Between March 19 and March 25, Asian Americans reported more than 650 incidents of discrimination related to the coronavirus, according to one study. The real number is undoubtedly much higher, although an unintended side effect of the shelter-in-place regime that many of us are experiencing right now is that there will be less of this street-level violence as fewer people are on the streets.
But the problem with deploying war metaphors to discuss disease is larger than racist scapegoating. As any reader of Susan Sontag will know, we often use metaphors when describing illnesses. The use of military metaphors, however, is surprisingly recent. According to “Healing Without Waging War,” a 2016 article published in the American Journal of Bioethics, such thinking became established only in the nineteenth century, with Louis Pasteur playing a major role in promoting military metaphors in medicine as the germ theory of disease took off. Today, this language is all around us. It’s become commonplace, as the article makes clear, to conceptualize medicine as, say, a “battle” against death and disease. We talk about pathogens that “invade” our bodies. We “fight” diseases using the body’s “defenses.” We don’t even listen to doctors. Instead, we follow “doctors’ orders.”
But war is the wrong metaphor for confronting today’s deadly coronavirus. War metaphors around disease invoke the human domination of nature and the subjugation of the pathogen as the means to absolute victory. In fact, it is the very arrogance of dominating nature that has brought this pathogen into circulation in the first place.
Researchers tell us that this virus, like with the earlier SARS outbreak in 2002-2003, probably originated in bats, where coronaviruses exist without complication. This time, there may have been an intermediate host—perhaps a pangolin—that amplified the virus before it jumped to humans, causing disease and death on a global scale.
So-called zoonotic viruses (viruses that leap from animals to humans) are a growing problem in the world. Why? As the National Academies of Science, Engineering, and Medicine warned in 2017, because of rapid urbanization, massive deforestation, a global climate crisis, and the ever-increasing loss of biodiversity. These are the factors leading not only to new infectious diseases but also to pandemic influenzas and growing antimicrobial resistance. And, as is abundantly clear by now, what happens in one part of the world can reverberate in every other part. Put simply, the problem is not the bats or even the virus. The problem is us.

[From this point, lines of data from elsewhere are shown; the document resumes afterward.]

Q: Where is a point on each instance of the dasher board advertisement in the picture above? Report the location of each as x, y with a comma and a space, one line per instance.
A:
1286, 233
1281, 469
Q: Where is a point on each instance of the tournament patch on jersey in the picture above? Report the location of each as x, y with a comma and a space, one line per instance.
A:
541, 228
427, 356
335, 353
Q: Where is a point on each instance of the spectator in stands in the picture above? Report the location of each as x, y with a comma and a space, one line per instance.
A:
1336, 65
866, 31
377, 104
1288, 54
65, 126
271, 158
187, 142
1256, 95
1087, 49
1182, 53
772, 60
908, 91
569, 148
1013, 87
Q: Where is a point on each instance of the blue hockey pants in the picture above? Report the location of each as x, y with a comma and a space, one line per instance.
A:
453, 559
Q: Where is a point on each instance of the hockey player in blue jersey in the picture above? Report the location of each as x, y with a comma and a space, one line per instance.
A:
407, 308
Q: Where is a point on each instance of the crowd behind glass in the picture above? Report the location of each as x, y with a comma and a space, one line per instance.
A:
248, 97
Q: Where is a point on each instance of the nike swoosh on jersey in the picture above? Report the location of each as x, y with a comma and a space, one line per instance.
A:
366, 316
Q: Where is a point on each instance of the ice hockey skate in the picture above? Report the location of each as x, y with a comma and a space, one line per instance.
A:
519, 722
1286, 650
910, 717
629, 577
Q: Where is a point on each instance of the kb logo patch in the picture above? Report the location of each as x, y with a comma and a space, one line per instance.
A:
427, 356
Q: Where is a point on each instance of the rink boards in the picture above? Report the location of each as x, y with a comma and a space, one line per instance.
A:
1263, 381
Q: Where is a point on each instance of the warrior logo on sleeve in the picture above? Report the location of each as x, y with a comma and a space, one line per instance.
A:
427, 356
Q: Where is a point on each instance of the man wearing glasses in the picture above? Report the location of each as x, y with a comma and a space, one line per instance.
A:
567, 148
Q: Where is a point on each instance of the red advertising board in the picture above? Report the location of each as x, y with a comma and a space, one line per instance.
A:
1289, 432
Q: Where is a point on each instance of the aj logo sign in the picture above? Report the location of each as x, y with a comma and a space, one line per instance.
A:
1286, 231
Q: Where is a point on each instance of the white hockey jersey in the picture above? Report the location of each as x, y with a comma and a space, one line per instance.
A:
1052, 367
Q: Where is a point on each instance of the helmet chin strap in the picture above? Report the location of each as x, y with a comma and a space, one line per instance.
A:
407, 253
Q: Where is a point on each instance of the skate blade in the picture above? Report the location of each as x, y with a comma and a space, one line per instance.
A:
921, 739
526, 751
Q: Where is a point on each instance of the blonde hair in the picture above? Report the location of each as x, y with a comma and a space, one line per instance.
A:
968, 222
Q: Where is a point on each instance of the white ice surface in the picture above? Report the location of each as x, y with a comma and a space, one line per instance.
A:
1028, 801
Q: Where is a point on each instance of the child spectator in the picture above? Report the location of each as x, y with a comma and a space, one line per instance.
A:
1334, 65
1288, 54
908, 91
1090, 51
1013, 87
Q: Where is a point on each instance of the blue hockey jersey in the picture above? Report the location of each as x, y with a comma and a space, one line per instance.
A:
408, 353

It’s time to stop invoking military metaphors as ways of vanquishing disease. Relying on them only precludes us from seeing the real dilemmas staring us in the face. Rather than thinking of the virus as an enemy, perhaps it’s better to think instead that the balance of the world is off, that our responsibility is not to annihilate an enemy but, through truly global cooperation, to restore the harmony to nature that we disturbed in the first place.
In the meantime, Trump is taking the coronavirus emergency to force through even more environmental degradation while few are watching. His administration has directed the Environmental Protection Agency to suspend enforcement of polluters during the crisis and will also roll back Obama-era emissions standards for cars. And then there’s the rush for the vaccine. The New York Times reports that governments around the world are preparing to monopolize production of a future vaccine so that their populations will be the first in line for what could be a limited supply. The competition could be deadly.
Forget the war metaphors against disease. The fight has always been among ourselves.